Родители самого мистера Кисса погибли от прямого попадания «Фау-2» в поезд, на котором возвращались домой от тетушки мистера Кисса из деревушки за Оксфордом, в предгорьях Котсуолда. Мистер Кисс находился в то время на лечении в больнице «Фрайерн Барнет». Берил приехала навестить его, «дав передышку», как она сказала, Глории, и сообщила ему страшную новость. Берил показалась ему тогда счастливой. Должно быть, она радовалась тому, что порвала связь со своим прошлым. Джозеф плакал и пытался вырваться из больницы. Ему увеличили число инъекций, и он мог бы поклясться, судя по головным болям, что кололи ему неразбавленный хлоралгидрат. Когда же благодаря хлопотам Берил, которая тогда еще не вышла замуж за доктора Мейла, он выписался из больницы, она попросила его сходить в обветшавшую родительскую квартиру, которая находилась прямо над магазином. Она сказала, что продает все, что можно, с целью покрытия долгов, и просит его перебрать личные вещи родителей и взять себе то, что он захочет, а остальное выкинуть. Все мало-мальски ценное она уже забрала. Выполнить ее просьбу было выше его сил. Но в конце концов он все же взял несколько фотографий, писем и вышитый носовой платок, который отец подарил матери в 1914 году, в год его рождения.
На платке были инициалы его матери, розовое сердечко и голубые буквы: «С любовью». Теперь этот платок, как и фотографии, висит в рамочке на стене. Мама была высокой, ростом почти пять футов десять дюймов. У нее были черные локоны, зеленые глаза. Она была похожа на цыганку и говорила, что Петуленгрос — ее родственники.
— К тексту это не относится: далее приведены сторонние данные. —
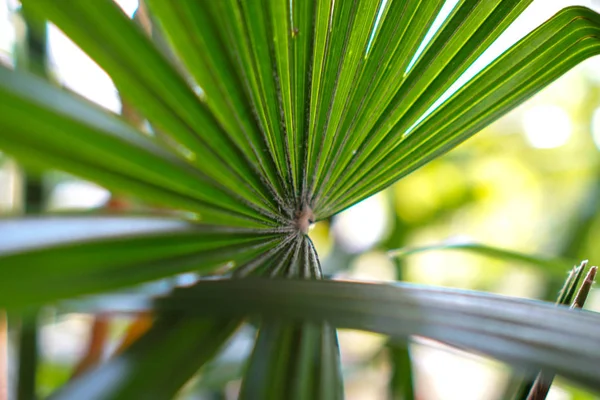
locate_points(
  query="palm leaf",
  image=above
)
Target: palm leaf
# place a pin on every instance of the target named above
(554, 266)
(284, 113)
(68, 256)
(525, 333)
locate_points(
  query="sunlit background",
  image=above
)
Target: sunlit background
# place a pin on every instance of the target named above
(528, 183)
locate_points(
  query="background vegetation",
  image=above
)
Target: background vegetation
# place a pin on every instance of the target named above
(527, 184)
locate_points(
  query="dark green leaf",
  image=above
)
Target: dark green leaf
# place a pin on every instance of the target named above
(527, 334)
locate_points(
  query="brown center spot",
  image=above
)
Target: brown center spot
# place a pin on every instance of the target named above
(304, 218)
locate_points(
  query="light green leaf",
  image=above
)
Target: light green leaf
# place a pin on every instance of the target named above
(155, 366)
(48, 258)
(554, 266)
(47, 127)
(151, 84)
(538, 59)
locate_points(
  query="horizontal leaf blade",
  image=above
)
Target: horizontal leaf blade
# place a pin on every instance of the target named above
(525, 333)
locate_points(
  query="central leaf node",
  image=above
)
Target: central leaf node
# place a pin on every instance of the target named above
(304, 218)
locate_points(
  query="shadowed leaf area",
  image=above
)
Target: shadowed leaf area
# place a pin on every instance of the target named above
(243, 124)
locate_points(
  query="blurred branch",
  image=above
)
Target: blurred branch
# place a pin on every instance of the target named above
(96, 344)
(28, 357)
(3, 356)
(553, 265)
(537, 388)
(542, 384)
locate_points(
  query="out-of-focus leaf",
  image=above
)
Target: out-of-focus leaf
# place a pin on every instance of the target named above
(28, 358)
(47, 127)
(526, 334)
(555, 266)
(538, 59)
(70, 256)
(151, 84)
(155, 366)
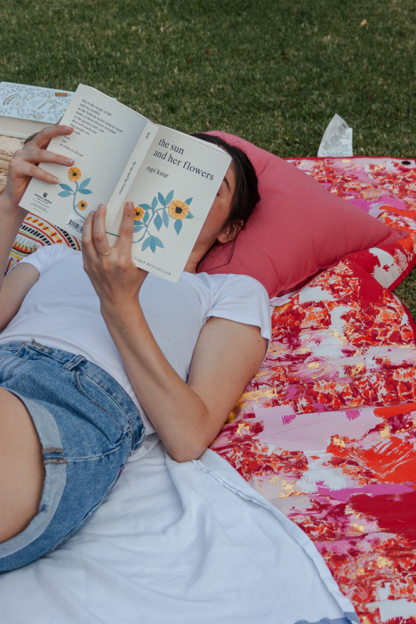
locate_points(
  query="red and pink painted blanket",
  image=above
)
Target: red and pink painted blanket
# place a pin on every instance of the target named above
(326, 430)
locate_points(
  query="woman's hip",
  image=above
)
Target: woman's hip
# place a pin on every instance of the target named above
(87, 426)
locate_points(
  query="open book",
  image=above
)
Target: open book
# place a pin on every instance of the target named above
(119, 155)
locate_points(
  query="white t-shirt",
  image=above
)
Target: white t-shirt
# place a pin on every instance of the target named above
(62, 310)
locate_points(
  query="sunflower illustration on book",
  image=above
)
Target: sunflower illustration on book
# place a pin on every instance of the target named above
(74, 174)
(158, 214)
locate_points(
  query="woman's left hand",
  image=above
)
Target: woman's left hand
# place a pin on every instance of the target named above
(115, 277)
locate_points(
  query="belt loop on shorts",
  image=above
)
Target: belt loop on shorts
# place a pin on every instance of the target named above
(73, 362)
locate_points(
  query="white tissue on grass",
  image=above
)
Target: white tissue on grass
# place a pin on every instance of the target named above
(337, 139)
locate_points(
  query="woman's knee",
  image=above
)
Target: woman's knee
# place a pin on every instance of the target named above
(22, 471)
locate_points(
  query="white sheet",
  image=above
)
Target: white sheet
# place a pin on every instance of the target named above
(187, 543)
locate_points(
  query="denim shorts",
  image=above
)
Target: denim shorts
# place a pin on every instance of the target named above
(87, 425)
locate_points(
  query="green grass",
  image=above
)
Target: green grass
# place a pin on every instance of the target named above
(272, 71)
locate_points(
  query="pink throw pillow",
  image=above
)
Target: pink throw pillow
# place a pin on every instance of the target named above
(296, 230)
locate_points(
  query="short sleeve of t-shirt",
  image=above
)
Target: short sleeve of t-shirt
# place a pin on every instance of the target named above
(44, 256)
(242, 299)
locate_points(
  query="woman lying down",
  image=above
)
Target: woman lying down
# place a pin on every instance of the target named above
(94, 352)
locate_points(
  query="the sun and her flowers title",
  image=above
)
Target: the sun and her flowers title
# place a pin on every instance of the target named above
(168, 156)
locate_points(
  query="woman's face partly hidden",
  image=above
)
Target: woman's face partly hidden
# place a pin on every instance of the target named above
(213, 228)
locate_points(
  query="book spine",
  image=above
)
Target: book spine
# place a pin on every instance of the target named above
(120, 194)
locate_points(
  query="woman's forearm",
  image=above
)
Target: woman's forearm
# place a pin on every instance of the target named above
(178, 414)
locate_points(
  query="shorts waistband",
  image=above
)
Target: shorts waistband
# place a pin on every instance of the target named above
(70, 361)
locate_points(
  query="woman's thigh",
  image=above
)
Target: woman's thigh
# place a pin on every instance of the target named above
(87, 426)
(22, 471)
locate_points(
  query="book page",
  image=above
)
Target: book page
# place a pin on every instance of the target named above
(105, 134)
(173, 193)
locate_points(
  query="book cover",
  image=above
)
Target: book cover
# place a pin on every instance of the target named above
(25, 107)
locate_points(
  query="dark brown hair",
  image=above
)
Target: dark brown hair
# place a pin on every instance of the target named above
(246, 194)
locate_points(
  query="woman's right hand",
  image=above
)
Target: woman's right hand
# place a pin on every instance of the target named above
(24, 164)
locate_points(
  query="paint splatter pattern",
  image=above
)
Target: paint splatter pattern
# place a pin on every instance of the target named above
(326, 430)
Своего отца она не помнила. По ее словам, он родился в Эппингском лесу, рядом с фургоном. Цыгане рождались на открытом воздухе и умирали на открытом воздухе. Это было частью их веры. У нее был маленький хрустальный шарик, и это было все, что осталось ей от отца, ибо и его фургон, и все его содержимое были сожжены вместе с его телом. Она говорила, что этот ритуал цыгане сохранили еще с индийских времен. Цыганский язык близко связан с санскритом. Сотни лет назад ее предки пришли сюда с Инда, принеся с собой мистическое знание. Ее фамилия была Хатчин. По ее словам, так издавна называли оседлых цыган. Она была старательной, но не слишком усердной портнихой и особых денег не нажила. Иногда она, смеясь, предлагала отцу вернуться к кочевой жизни, уехать из Лондона и зарабатывать чем придется в городках и поселках, мимо которых они будут проезжать. Но в те времена, в начале тридцатых, скитальцев хватало и без них, поэтому Даниэл Кисс не видел особой радости в том, чтобы бродяжить по стране. Он говорил, что Лондон все же более благополучное и спокойное место, говорил, что родился и вырос в Лондоне, как и все его предки, со времен закладки городских стен. «Я покину этот город только ногами вперед!» Алиса Кисс говорила, что ей не следовало выходить замуж за чужака. Но она любила его. А вот в кого из них пошла Берил, Джозеф сказать не мог. Как жаль, что отцу не довелось осуществить свое желание и умереть в родном городе.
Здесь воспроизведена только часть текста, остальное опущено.